Oleh: Dr. H. Rubadi Budi Supatma, Wakil Ketua Departemen Kelembagaan dan Hubungan Luar Negeri Pengurus Pusat Ikatan Persaudaraan Haji Indonesia, PP IPHI.
بِسْمِ اللَّهِ الرَّحْمَنِ الرَّحِيم
اَلسَّلَامُ عَلَيْكُمْ وَرَحْمَةُ اللهِ وَبَرَكَا تُهُ
Pembaca yang dirahmati Allah,
Hajinews.co.id – Dalam sebuah diskusi online, ada sebuah pertanyaan terkait pemakaian lambang bintang dan bulan sabit Muslim. Penanya mengatakan bahwa dirinya telah melakukan pencarian kata kunci di situs online ini dan mencari buku referensi perpustakaan. Nmun dia tidak dapat menemukan apa pun selain referensi ke bendera Kekaisaran Ottoman. Pertanyaan ini dijawab oleh Syekh Muhammad Salih al-Munajjid sebagai berikut.
Segala puji bagi Allah. Tidak ada dasar syariat untuk menjadikan bulan sabit atau bintang sebagai lambang umat Islam. Hal ini tidak diketahui pada zaman Nabi Shallallahu ‘alaihi wasallam, atau pada masa Khulafa al-Rasyidun (empat pemimpin Islam pertama setelah kematian Nabi Shallallahu ‘alaihi wasallam, atau selama masa dinasti Umayyah.
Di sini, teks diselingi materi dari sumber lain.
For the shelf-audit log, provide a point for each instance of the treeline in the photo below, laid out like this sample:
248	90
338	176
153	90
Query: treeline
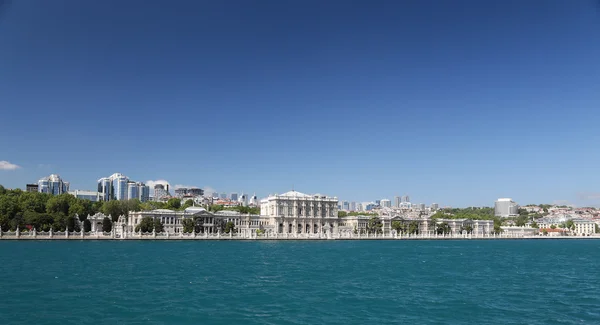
471	213
28	210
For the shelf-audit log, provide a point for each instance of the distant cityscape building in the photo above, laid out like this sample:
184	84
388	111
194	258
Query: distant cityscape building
243	199
385	203
87	195
32	188
397	201
254	200
188	191
119	187
345	205
53	184
506	207
160	192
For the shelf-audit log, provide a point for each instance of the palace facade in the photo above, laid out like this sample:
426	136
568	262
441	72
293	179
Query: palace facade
288	214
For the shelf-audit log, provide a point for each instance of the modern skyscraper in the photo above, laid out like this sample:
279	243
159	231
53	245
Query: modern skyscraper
254	200
105	188
119	187
244	199
144	192
506	207
385	203
119	184
133	191
159	192
346	206
53	184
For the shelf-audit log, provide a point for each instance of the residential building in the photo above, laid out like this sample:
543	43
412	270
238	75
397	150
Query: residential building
32	188
506	207
584	227
53	184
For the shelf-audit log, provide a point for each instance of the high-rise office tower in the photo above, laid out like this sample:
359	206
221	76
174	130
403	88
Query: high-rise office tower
385	203
53	184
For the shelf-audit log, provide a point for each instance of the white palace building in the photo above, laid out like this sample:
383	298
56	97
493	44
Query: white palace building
288	215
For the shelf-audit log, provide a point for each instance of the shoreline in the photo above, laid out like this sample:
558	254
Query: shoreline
227	238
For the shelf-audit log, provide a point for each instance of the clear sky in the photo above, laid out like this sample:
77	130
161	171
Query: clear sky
454	102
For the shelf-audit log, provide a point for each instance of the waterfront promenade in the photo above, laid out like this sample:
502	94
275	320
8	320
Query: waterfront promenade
58	235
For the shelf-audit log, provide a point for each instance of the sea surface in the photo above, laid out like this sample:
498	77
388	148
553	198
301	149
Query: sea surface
300	282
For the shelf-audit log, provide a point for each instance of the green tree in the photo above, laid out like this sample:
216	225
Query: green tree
413	227
60	204
60	222
398	226
72	224
468	229
106	224
215	208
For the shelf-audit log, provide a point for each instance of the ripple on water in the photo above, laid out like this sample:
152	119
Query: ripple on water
347	282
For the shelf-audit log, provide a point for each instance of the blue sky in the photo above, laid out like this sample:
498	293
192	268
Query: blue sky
454	102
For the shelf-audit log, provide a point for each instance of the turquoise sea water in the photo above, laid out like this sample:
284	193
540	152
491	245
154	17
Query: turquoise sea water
328	282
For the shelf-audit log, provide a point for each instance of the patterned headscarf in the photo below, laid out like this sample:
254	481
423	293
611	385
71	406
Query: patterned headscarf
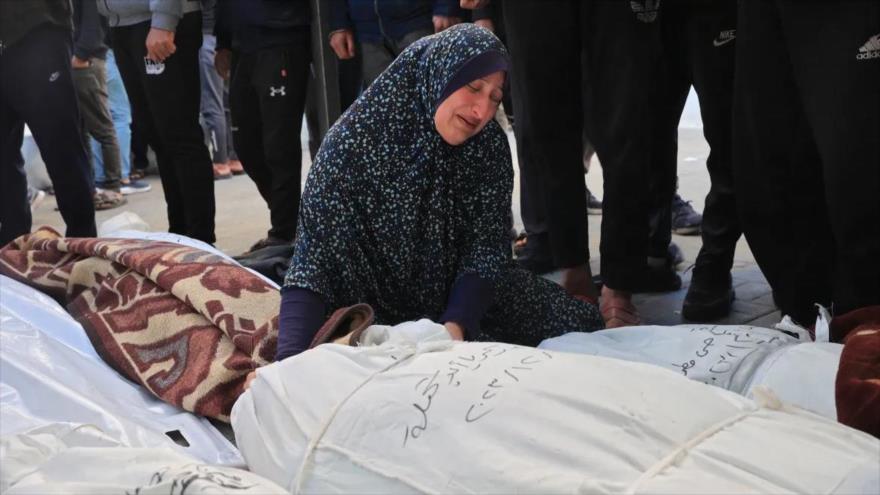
391	214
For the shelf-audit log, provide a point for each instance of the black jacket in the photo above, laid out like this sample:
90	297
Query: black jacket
89	30
18	18
251	25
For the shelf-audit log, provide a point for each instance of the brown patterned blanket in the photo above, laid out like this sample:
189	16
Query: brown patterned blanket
186	324
857	388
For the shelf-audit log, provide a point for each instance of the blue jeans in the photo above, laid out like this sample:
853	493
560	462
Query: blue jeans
120	111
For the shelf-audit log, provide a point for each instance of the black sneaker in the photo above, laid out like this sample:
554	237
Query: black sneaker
674	256
708	298
658	279
594	206
685	220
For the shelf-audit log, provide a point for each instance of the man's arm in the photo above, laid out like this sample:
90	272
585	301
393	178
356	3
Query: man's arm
166	14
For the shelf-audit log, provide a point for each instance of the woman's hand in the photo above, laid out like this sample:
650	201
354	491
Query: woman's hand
342	43
455	330
486	23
Itu muncul beberapa waktu setelah itu, dan sejarawan berbeda tentang kapan simbol ini pertama kali diadopsi dan siapa yang pertama kali mengadopsinya.
Beberapa mengatakan itu dimulai di Persia, yang lain mengatakan itu dimulai di Yunani, dan bahwa simbol ini entah bagaimana diteruskan ke Muslim (lihat: Al-Taratib al-Idariyah oleh al-Kittani, 1/320). Dikatakan bahwa alasan mengapa umat Islam mengadopsi bulan sabit adalah karena ketika mereka menaklukkan beberapa negara barat, gereja-gereja di sana memiliki salib di atasnya, umat Islam mengganti salib dengan bulan sabit ini, dan praktiknya menyebar dengan cara ini.
Apapun masalahnya, simbol dan spanduk harus sesuai dengan ajaran Islam, dan karena tidak ada bukti bahwa simbol ini ditentukan oleh Islam, lebih baik tidak menggunakannya. Baik bulan sabit maupun bintang bukanlah simbol umat Islam, meskipun sebagian umat Islam mungkin menggunakannya sebagai simbol.
Adapun pendapat kaum Muslimin tentang bulan dan bintang-bintang, mereka percaya bahwa mereka adalah bagian dari ciptaan Allah, dan karena itu tidak dapat bermanfaat atau merugikan manusia, dan mereka tidak memiliki pengaruh apa pun atas peristiwa di bumi. Allah telah menciptakan mereka untuk kemaslahatan umat manusia, contohnya terlihat dalam ayat atau ayat Al-Qur’an,
يَسـَٔلُوْنَكَ عَنِ الْاَهِلَّةِ ۗ قُلْ هِيَ مَوَاقِيْتُ
لِلنَّاسِ وَالْحَجِّ ۗ وَلَيْسَ الْبِرُّ بِاَنْ تَأْتُوا الْبُيُوْتَ
مِنْ ظُهُوْرِهَا وَلٰكِنَّ الْبِرَّ مَنِ اتَّقٰىۚ وَأْتُوا
الْبُيُوْتَ مِنْ اَبْوَابِهَا ۖ وَاتَّقُوا اللّٰهَ
لَعَلَّكُمْ تُفْلِحُوْنَ
Artinya:
Mereka bertanya kepadamu (Muhammad) tentang bulan sabit. Katakanlah, “Itu adalah (penunjuk) waktu bagi manusia dan (ibadah) haji”. Dan bukanlah suatu kebajikan memasuki rumah dari atasnya, tetapi kebajikan adalah (kebajikan) orang yang bertakwa. Masukilah rumah-rumah dari pintu-pintunya, dan bertakwalah kepada Allah agar kamu beruntung (QS. Al-Baqarah, ayat 189).